Mantel and Table Clocks

Mantel clock “Fort Longchamp” with automaton

    Mantel clock “Fort Longchamp” with automaton

    France, Beaucourt

    Circa 1870

    Japy Freres & Cie

    Brass, steel, glass, blued steel; gilding, silvering, casting, mechanical work

    Height 66.5 cm

    On the plate: “FORT de LONGCHAMPS A CUPOLE TOURNANTE”. On barometer: “TEMPÉTE G.Pluie PluieouV. VARIABLE B.Temps B.Fixe TRÉS-SEC”, “BAROMÉTRE ANÉROȈDE”. On the rear mounting plate: “Japy Freres”


    The clock case is in the form of a tapering in the upper part gilded and silver-plated brass tower with imitation of masonry, with rotating dome-shaped automaton, jagged baluster and top finial. The clock is mounted on rectangular base with shell casings in the corners, on the feet in the shape of silvered cannon-balls pyramids and lateral surface decorated with lion mascarons. Four consoles with cannons with flame bursting forth from the muzzles and gilded color chains are on lateral sides. The clock dial and aneroid barometer circular scale behind the doors with faceted glass and onlay cast ornament above are on the front side. Two vertical racks with mercury-filled thermometers and burning torches are on the sides. Onlay ribbon-shaped pattern is on the circular frieze. The nameplate with inscription: “FORT de LONGCHAMPS /A CUPOLE TOURNANTE” is beneath the barometer. Ring dial with black Roman numerals for hours’ designation, two blued steel hands and two apertures with pins for winding the clock and striking and escapement adjustment lever. The clock rear side is closed with round lid; the automaton winding hole is on the freeze.

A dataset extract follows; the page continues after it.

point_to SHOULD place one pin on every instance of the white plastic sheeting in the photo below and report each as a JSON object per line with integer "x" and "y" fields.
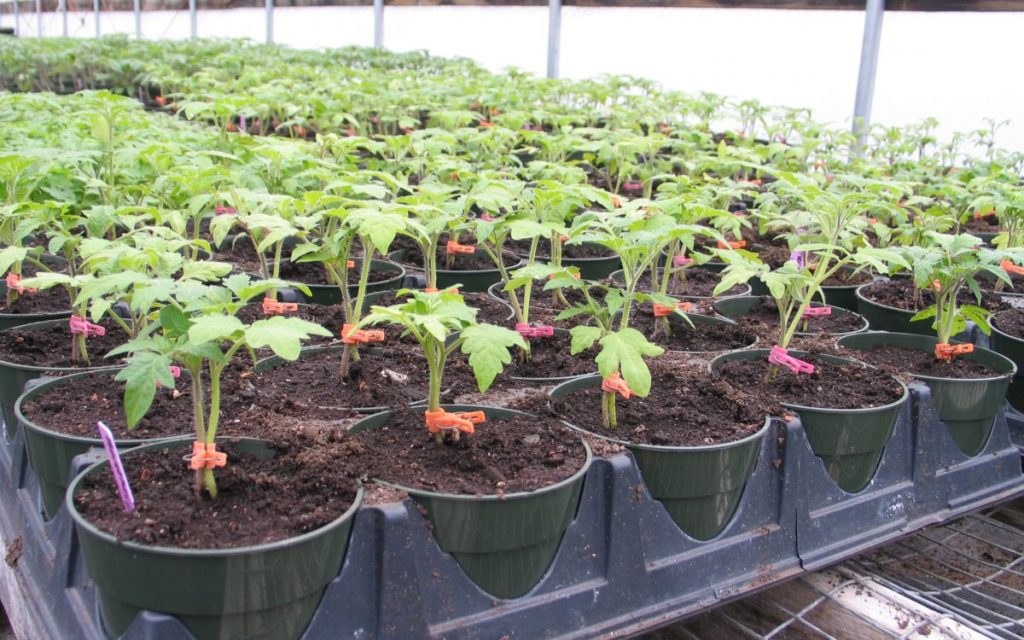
{"x": 957, "y": 68}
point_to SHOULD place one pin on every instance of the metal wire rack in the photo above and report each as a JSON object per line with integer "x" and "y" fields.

    The clock movement with pendulum, eight-days power reserve, cylinder escapement, two spring motors, half an hour strike upon gong and mark “Japy Freres” on the rear mounting plate. Dome-shaped rotating automaton with quadrel shaped surface and eight cannons that are firing independently as if imitating all-round field of fire. Two keys are in the set.

    Longchamp tower-fort was constructed in the early 18th century in the northern Normandy, was renovated in the 1870s. The model of a fort-shaped clock as a symbol of a state might and border inviolability was produced with slight design changes until the early 19th century.